Someday soon, before I leave this place or retire, we will get that bell up on its stand that it may peal out God's call to the world... (unless the world with its sound restrictions and zoning ordinances attempts to silence the wonderful ringing tone of God calling to His people and through His people to the world...


William Weedon said...

Ah, the sound of the bell. It IS one of the things I love about St. Paul's. The congregation gathered in silence in the nave and then the bell calling them from their private devotions into the great corporate sacrifice of praise that is the Divine Service.

We ring it to announce worship. We ring it upon each child's confirmation. We ring it in joy upon marriages; we toll it (it has a side hammer) for funerals. And written around its great mouth? Allein Gott in der Höh' Sei Ehr!

Anonymous said...

Some of my happiest memories are when I was living in Germany and the only sound one heard Sunday mornings was the pealing of the bells calling the faithful to worship.

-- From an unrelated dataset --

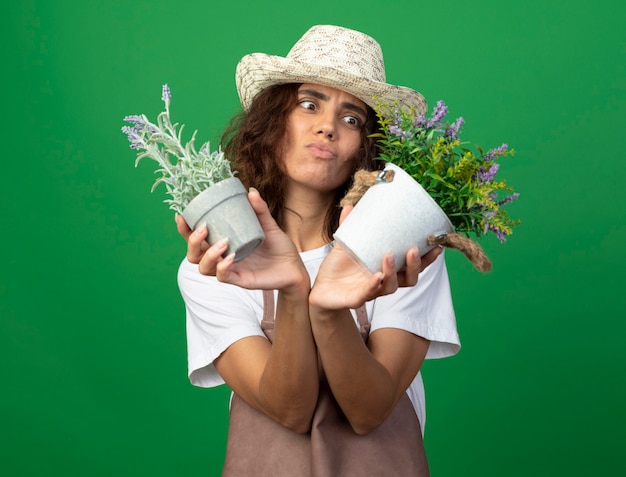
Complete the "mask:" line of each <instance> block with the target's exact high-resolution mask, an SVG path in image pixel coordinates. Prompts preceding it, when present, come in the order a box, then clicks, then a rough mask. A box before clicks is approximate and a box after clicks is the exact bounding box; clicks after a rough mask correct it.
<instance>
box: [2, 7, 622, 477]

Don't know if it's still the case, I hope so, but in those days all the shops closed from Saturday afternoon until Monday, and on Sunday after church people would take leisurely strolls through the beautiful little town, up a road festooned with flowers on either side, leading to an old medieval castle and moat. What a peaceful, reflective time that was.

I still love the sound of church bells. My LCMS parish has an electric carrillon system that is used regularly every week before Divine Service.

Bill S. said...

One congregation near me still has a bell that tolls every Sunday. If the neighbors don't hear they bell, they start calling the church wondering what happened!

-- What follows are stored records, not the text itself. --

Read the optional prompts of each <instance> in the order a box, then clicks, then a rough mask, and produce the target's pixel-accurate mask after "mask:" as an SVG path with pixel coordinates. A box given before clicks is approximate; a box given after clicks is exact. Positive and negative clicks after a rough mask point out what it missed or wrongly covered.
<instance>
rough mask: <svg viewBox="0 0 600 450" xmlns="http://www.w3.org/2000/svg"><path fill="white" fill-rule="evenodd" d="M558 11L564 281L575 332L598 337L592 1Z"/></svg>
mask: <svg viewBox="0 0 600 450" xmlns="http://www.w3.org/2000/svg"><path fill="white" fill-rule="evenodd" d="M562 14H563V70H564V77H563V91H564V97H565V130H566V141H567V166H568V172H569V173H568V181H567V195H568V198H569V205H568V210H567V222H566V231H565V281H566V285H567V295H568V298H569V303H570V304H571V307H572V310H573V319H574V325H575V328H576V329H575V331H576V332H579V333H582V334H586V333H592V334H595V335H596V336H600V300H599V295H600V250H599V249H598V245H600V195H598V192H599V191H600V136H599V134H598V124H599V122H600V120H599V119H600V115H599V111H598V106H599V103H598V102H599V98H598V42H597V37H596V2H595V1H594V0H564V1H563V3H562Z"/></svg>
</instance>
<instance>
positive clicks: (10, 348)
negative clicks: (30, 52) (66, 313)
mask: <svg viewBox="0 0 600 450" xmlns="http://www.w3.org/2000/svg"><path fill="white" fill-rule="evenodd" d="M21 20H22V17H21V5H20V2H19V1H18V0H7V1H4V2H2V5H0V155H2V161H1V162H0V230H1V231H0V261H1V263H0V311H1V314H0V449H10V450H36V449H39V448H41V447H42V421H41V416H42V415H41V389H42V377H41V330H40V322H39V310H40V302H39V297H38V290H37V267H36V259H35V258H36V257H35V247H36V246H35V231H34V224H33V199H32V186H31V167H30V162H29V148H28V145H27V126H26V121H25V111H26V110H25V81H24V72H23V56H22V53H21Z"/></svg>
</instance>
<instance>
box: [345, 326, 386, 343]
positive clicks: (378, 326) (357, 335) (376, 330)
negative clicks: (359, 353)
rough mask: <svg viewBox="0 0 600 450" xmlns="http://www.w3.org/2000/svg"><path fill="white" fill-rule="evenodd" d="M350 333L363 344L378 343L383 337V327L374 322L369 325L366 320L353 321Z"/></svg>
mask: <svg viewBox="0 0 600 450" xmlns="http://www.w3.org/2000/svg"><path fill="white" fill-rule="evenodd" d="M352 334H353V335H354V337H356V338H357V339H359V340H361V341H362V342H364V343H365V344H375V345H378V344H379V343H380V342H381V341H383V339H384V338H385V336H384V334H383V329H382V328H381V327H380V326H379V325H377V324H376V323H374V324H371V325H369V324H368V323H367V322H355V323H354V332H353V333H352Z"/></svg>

The congregation in town, sadly, only has a carillon. One town that I lived in back in Ohio, had a rather dilapidated church that was once something magnificent, with seven bells in their tower! The biggest bell was (of course) at the bottom and then they proceeded up to the smallest bell at the top. I often wished I could have heard all of those bells tolling on some Sunday morning.

--helen said...

Luther College, Decorah, IA, has a bell with a reputation!
It hung in the first Main building, which was everything: chapel, classrooms and dormitory, until Main burned. The bell was rescued.
Second Main also burned but the bell survived.
In my time, the bell hung on a cradle outside the gymnasium/ auditorium/chapel pending a desired bell tower, until that building burned!

Taking no chances, a subsequent senior class provided a small brick tower for the bell, in the center of the campus green, far from anything flammable.

[I should perhaps note that Luther was built on a hill outside Decorah. It was not possible to provide sufficient water to put out a large fire, and usually wind contributed to the disaster, the last of which happened in the 60's.]